Just some random shots while I was out hiking @ one of my favorite places.


----------



## blood on the ground (Oct 4, 2012)

fall woods sure makes for some nice photos. good pics crickett!


----------



## Hoss (Oct 4, 2012)

Looks like a good walk, Crickett.  At least for getting photos.  Those fallen leaves in the shots are wonderful.

Hoss


----------



## Keebs (Oct 4, 2012)

I like!


----------



## jeeplvr18 (Oct 4, 2012)

great pics crickett!


----------



## grandpawrichard (Oct 4, 2012)

Awesome series of photos Crickett!

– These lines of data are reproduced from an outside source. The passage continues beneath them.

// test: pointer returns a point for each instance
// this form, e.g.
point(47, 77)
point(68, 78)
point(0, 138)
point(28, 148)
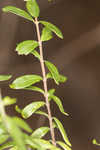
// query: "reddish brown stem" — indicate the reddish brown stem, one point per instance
point(45, 82)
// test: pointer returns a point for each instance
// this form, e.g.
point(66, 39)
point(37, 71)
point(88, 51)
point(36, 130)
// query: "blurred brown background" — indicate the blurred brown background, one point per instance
point(77, 57)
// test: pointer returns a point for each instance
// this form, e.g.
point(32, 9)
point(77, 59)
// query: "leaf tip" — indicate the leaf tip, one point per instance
point(4, 9)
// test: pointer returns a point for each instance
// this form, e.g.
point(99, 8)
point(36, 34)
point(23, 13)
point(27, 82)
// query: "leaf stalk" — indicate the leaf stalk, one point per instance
point(45, 83)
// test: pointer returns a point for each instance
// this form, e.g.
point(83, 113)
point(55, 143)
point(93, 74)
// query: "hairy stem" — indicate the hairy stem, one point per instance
point(45, 83)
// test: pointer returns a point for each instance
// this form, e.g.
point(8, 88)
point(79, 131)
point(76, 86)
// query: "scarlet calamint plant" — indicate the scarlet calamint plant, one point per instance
point(12, 135)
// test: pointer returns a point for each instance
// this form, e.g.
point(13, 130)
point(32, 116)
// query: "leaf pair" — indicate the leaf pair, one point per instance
point(54, 73)
point(32, 8)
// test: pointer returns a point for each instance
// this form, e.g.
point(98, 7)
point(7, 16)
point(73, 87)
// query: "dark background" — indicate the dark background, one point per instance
point(77, 57)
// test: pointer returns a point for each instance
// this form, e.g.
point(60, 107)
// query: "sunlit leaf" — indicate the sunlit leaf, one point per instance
point(40, 132)
point(41, 113)
point(95, 142)
point(5, 77)
point(46, 34)
point(36, 54)
point(53, 28)
point(9, 101)
point(53, 70)
point(59, 104)
point(62, 131)
point(63, 145)
point(25, 81)
point(26, 47)
point(14, 148)
point(15, 133)
point(31, 108)
point(18, 12)
point(22, 124)
point(34, 88)
point(33, 8)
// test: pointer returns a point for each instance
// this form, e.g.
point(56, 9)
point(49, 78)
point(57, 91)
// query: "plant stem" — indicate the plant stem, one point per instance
point(2, 110)
point(45, 83)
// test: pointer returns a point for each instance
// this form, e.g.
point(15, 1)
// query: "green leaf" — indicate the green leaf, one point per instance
point(36, 54)
point(63, 145)
point(18, 109)
point(29, 142)
point(46, 34)
point(15, 133)
point(25, 81)
point(59, 104)
point(62, 78)
point(3, 138)
point(51, 92)
point(22, 124)
point(14, 148)
point(9, 101)
point(5, 77)
point(41, 113)
point(44, 144)
point(34, 88)
point(33, 8)
point(95, 142)
point(40, 132)
point(53, 70)
point(31, 108)
point(53, 28)
point(6, 145)
point(62, 131)
point(26, 47)
point(18, 12)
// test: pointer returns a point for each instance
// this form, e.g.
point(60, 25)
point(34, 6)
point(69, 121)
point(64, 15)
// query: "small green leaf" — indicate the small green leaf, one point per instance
point(36, 54)
point(44, 144)
point(40, 132)
point(25, 81)
point(46, 34)
point(22, 124)
point(53, 28)
point(53, 70)
point(18, 12)
point(14, 148)
point(29, 142)
point(31, 108)
point(15, 133)
point(26, 47)
point(63, 145)
point(62, 131)
point(33, 8)
point(9, 101)
point(34, 88)
point(95, 142)
point(51, 91)
point(41, 113)
point(59, 104)
point(5, 77)
point(62, 78)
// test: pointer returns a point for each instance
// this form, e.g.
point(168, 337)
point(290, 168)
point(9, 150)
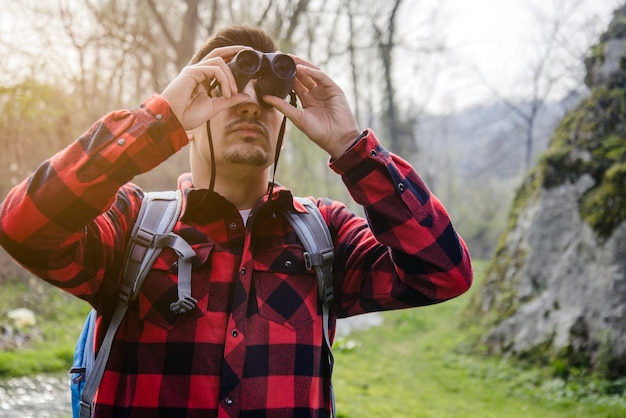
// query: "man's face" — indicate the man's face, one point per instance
point(246, 134)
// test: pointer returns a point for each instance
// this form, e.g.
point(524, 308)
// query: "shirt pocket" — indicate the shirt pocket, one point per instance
point(285, 291)
point(160, 289)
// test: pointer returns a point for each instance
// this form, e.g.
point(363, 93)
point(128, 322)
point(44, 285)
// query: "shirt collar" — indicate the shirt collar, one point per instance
point(201, 205)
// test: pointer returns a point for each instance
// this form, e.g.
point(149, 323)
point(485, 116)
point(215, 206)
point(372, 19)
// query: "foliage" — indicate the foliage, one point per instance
point(418, 365)
point(49, 345)
point(592, 140)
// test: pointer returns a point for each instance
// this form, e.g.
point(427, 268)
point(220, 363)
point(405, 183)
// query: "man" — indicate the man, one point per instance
point(252, 345)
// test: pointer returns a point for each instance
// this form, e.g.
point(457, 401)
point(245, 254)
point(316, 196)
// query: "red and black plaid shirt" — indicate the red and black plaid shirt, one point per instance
point(253, 345)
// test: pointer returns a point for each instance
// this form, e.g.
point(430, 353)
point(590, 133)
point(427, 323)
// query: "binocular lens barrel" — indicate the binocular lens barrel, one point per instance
point(248, 62)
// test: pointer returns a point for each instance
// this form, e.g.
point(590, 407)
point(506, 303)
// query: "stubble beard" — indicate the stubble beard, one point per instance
point(248, 157)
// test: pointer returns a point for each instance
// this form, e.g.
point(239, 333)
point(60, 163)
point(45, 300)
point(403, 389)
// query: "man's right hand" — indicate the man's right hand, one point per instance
point(188, 94)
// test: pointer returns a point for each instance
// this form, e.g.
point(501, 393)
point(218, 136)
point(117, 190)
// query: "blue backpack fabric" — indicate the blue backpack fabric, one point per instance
point(83, 361)
point(157, 217)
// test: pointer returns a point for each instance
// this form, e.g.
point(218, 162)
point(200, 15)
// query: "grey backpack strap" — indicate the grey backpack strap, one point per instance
point(152, 232)
point(319, 255)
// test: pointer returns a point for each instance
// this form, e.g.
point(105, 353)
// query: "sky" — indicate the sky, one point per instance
point(495, 42)
point(491, 45)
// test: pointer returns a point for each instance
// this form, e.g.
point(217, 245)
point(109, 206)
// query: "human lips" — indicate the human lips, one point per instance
point(248, 128)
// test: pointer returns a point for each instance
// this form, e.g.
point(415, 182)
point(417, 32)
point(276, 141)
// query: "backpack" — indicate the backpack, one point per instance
point(151, 233)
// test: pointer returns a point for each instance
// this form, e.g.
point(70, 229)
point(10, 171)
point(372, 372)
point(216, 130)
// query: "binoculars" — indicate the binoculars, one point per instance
point(273, 71)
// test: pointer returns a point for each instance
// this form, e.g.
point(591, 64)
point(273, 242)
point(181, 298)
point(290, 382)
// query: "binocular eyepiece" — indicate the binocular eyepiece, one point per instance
point(273, 71)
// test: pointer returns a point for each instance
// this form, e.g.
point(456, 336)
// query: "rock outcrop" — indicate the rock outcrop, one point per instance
point(556, 289)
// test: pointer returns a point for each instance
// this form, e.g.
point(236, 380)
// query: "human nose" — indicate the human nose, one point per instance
point(251, 107)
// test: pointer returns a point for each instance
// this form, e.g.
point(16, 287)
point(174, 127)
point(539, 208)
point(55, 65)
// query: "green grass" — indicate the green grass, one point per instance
point(415, 366)
point(50, 342)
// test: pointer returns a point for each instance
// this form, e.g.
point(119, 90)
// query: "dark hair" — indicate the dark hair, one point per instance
point(236, 35)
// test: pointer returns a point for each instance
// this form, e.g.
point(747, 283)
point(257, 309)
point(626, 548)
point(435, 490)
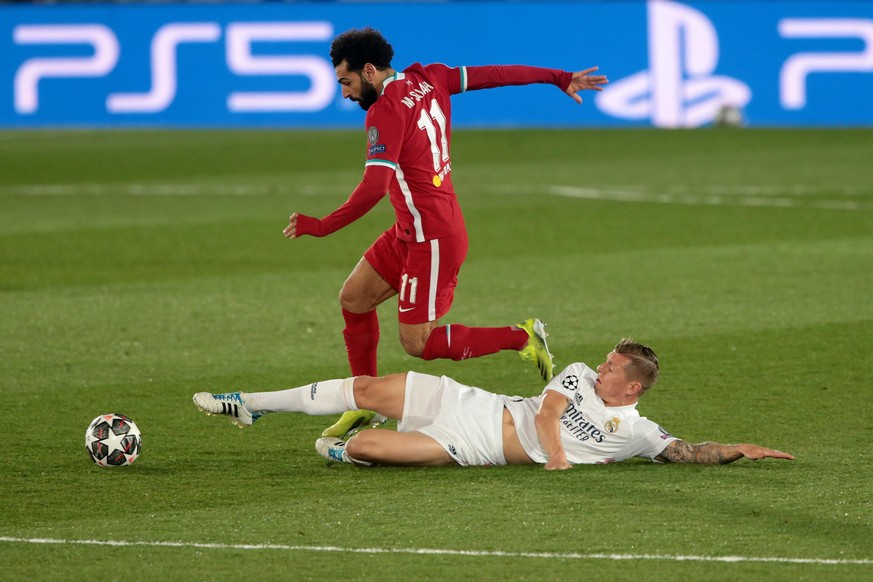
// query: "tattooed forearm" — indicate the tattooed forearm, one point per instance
point(703, 453)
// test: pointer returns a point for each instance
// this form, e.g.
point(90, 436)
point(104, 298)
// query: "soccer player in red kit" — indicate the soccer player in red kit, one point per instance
point(408, 126)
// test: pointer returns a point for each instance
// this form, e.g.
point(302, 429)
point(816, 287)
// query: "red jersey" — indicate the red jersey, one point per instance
point(408, 137)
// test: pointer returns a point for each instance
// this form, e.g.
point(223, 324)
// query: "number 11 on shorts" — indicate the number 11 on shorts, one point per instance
point(413, 288)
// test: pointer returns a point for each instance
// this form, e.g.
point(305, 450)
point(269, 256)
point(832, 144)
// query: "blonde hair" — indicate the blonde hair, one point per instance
point(643, 366)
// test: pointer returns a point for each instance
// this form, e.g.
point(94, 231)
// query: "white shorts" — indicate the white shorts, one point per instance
point(466, 421)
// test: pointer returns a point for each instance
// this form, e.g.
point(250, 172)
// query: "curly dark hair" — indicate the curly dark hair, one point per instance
point(360, 46)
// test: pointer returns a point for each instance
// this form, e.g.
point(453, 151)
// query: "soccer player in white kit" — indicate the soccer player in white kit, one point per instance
point(583, 416)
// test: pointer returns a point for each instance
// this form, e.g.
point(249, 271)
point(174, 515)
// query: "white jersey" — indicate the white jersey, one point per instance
point(591, 432)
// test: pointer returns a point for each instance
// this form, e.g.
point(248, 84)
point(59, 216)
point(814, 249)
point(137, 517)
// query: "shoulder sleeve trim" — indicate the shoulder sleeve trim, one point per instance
point(383, 163)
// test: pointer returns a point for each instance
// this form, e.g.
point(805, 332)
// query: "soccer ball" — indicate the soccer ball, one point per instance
point(113, 440)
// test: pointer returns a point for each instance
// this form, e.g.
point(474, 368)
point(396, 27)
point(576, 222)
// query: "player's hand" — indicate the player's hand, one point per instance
point(583, 81)
point(291, 230)
point(756, 452)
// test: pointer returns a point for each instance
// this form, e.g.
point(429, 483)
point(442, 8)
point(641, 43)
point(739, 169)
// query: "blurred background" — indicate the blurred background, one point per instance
point(266, 64)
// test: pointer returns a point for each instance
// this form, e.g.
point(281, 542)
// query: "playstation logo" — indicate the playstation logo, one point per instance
point(679, 89)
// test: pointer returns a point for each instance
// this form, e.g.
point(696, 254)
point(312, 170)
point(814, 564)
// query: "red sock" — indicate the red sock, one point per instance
point(459, 342)
point(362, 338)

Each and every one of them is superbly composed, focused and exposed! Thank you for sharing them with us!

It looks like you had a totally awesome hike and you took Full Advantage of it!

Dick


----------



## mlbfish (Oct 4, 2012)

Good eye. Awesome captures. I've got to figure out how to do that. I would just get a picture of a leaf or mushroom. Great shot of the surroundings.


----------



## carver (Oct 4, 2012)

Really nice shots Crickett


----------



## EAGLE EYE 444 (Oct 5, 2012)

If these photos don't make you feel good about life and the outdoors, then nothing will.  

I love the way you have captured some of the most "normal" subjects in the woods and are able to make us all stop and look and see just how wonderful nature really is to all of us.

Thanks for sharing these with us.


----------



## pdsniper (Oct 5, 2012)

Its all ways amazeing what a photographers eye see's most non photographers would never notice those things but we do and we make beautiful pictures from things that most of the rest of the world will over look, nice job


----------



## quinn (Oct 5, 2012)

Way cool shots Crickett!


----------



## Crickett (Oct 5, 2012)

Thanks y'all!


----------



## wvdawg (Oct 5, 2012)

Magnificent shots Christy
I'm surprised by that third pic though with the spider webbing!  You know it was around there somewhere!


----------



## mrs. hornet22 (Oct 5, 2012)

EAGLE EYE 444 said:


> If these photos don't make you feel good about life and the outdoors, then nothing will.
> 
> I love the way you have captured some of the most "normal" subjects in the woods and are able to make us all stop and look and see just how wonderful nature really is to all of us.
> 
> Thanks for sharing these with us.



What he said!!!


----------



## BriarPatch99 (Oct 5, 2012)

Cool shots Crickett!!


----------



## cre8foru (Oct 7, 2012)

Those are all really nice.


----------



## Miguel Cervantes (Oct 7, 2012)

Dang good button mushin Cricket.


----------



## Crickett (Oct 7, 2012)

Thanks y'all!


----------



## cornpile (Oct 9, 2012)

I love the fall,you nailed it with these pics.Just perfect,Crickett


----------